Every now and then, researchers at the biggest tech companies drop a bombshell. There was the time Google said its latest quantum chip indicated multiple universes exist. Or when Anthropic gave its AI agent Claudius a snack vending machine to run and it went amok, calling security on people, and insisting it was human.  

This week, it was OpenAI’s turn to raise our collective eyebrows.

OpenAI released on Monday some research that explained how it’s stopping AI models from “scheming.” It’s a practice in which an “AI behaves one way on the surface while hiding its true goals,” OpenAI defined in its tweet about the research.   

In the paper, conducted with Apollo Research, researchers went a bit further, likening AI scheming to a human stock broker breaking the law to make as much money as possible. The researchers, however, argued that most AI “scheming” wasn’t that harmful. “The most common failures involve simple forms of deception — for instance, pretending to have completed a task without actually doing so,” they wrote. 

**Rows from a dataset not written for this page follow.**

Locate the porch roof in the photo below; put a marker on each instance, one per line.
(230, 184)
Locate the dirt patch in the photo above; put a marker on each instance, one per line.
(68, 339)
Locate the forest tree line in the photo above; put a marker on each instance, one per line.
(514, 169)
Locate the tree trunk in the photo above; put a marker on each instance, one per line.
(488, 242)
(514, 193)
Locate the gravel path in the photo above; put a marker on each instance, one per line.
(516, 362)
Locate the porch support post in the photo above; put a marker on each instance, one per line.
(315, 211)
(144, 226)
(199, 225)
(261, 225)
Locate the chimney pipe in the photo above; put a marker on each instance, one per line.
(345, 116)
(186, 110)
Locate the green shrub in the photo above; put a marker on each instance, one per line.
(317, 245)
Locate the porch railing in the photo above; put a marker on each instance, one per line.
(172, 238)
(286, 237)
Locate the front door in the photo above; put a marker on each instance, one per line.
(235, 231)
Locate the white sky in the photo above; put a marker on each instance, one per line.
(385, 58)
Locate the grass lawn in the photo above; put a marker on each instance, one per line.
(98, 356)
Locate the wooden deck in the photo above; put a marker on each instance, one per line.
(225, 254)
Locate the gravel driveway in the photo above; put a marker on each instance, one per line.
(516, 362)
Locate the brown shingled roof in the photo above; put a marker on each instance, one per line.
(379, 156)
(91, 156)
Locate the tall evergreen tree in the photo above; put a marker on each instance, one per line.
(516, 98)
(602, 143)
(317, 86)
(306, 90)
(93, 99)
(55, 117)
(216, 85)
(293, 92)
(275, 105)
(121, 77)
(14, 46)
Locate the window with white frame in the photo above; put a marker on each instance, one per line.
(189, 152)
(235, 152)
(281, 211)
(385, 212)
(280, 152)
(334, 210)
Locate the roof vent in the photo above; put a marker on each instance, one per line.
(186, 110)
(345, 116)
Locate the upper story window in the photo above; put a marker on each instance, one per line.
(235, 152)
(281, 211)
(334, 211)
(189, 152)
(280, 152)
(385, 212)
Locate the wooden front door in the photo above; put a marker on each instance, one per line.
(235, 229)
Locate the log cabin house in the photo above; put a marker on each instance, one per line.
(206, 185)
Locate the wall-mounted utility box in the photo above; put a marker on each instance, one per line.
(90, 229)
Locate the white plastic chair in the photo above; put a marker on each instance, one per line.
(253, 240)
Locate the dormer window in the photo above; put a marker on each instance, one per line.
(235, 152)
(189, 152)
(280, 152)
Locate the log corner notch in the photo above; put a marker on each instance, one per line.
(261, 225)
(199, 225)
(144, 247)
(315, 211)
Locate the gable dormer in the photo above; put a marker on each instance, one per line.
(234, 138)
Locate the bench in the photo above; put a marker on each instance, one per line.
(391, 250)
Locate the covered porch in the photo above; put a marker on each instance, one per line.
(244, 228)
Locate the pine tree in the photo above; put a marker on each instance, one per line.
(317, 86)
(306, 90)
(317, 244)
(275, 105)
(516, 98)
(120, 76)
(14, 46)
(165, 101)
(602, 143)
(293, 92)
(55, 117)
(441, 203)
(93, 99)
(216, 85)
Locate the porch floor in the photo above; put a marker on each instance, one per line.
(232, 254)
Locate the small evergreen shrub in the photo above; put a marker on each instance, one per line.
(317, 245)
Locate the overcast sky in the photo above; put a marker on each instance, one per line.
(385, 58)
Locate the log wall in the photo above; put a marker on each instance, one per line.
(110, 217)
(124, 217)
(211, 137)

The paper was mostly published to show that “deliberative alignment⁠” — the anti-scheming technique they were testing — worked well. 

But it also explained that AI developers haven’t figured out a way to train their models not to scheme. That’s because such training could actually teach the model how to scheme even better to avoid being detected. 

“A major failure mode of attempting to ‘train out’ scheming is simply teaching the model to scheme more carefully and covertly,” the researchers wrote. 

Perhaps the most astonishing part is that, if a model understands that it’s being tested, it can pretend it’s not scheming just to pass the test, even if it is still scheming. “Models often become more aware that they are being evaluated. This situational awareness can itself reduce scheming, independent of genuine alignment,” the researchers wrote. 

It’s not news that AI models will lie. By now most of us have experienced AI hallucinations, or the model confidently giving an answer to a prompt that simply isn’t true. But hallucinations are basically presenting guesswork with confidence, as OpenAI research released earlier this month documented. 

Scheming is something else. It’s deliberate.  

Even this revelation — that a model will deliberately mislead humans — isn’t new. Apollo Research first published a paper in December documenting how five models schemed when they were given instructions to achieve a goal “at all costs.”  

What is? Good news that the researchers saw significant reductions in scheming by using “deliberative alignment⁠.” That technique involves teaching the model an “anti-scheming specification” and then making the model go review it before acting. It’s a little like making little kids repeat the rules before allowing them to play. 

OpenAI researchers insist that the lying they’ve caught with their own models, or even with ChatGPT, isn’t that serious. As OpenAI’s co-founder Wojciech Zaremba told TechCrunch’s Maxwell Zeff when calling for better safety-testing: “This work has been done in the simulated environments, and we think it represents future use cases. However, today, we haven’t seen this kind of consequential scheming in our production traffic. Nonetheless, it is well known that there are forms of deception in ChatGPT. You might ask it to implement some website, and it might tell you, ‘Yes, I did a great job.” And that’s just the lie. There are some petty forms of deception that we still need to address.”

The fact that AI models from multiple players intentionally deceive humans is, perhaps, understandable. They were built by humans, to mimic humans and (synthetic data aside) for the most part trained on data produced by humans. 

It’s also bonkers. 

While we’ve all experienced the frustration of poorly performing technology (thinking of you, home printers of yesteryear), when was the last time your not-AI software deliberately lied to you? Has your inbox ever fabricated emails on its own? Has your CMS logged new prospects that didn’t exist to pad its numbers? Has your fintech app made up its own bank transactions? 

It’s worth pondering this as the corporate world barrels towards an AI future where companies believe agents can be treated like independent employees. The researchers of this paper have the same warning.

“As AIs are assigned more complex tasks with real-world consequences and begin pursuing more ambiguous, long-term goals, we expect that the potential for harmful scheming will grow — so our safeguards and our ability to rigorously test must grow correspondingly,” they wrote.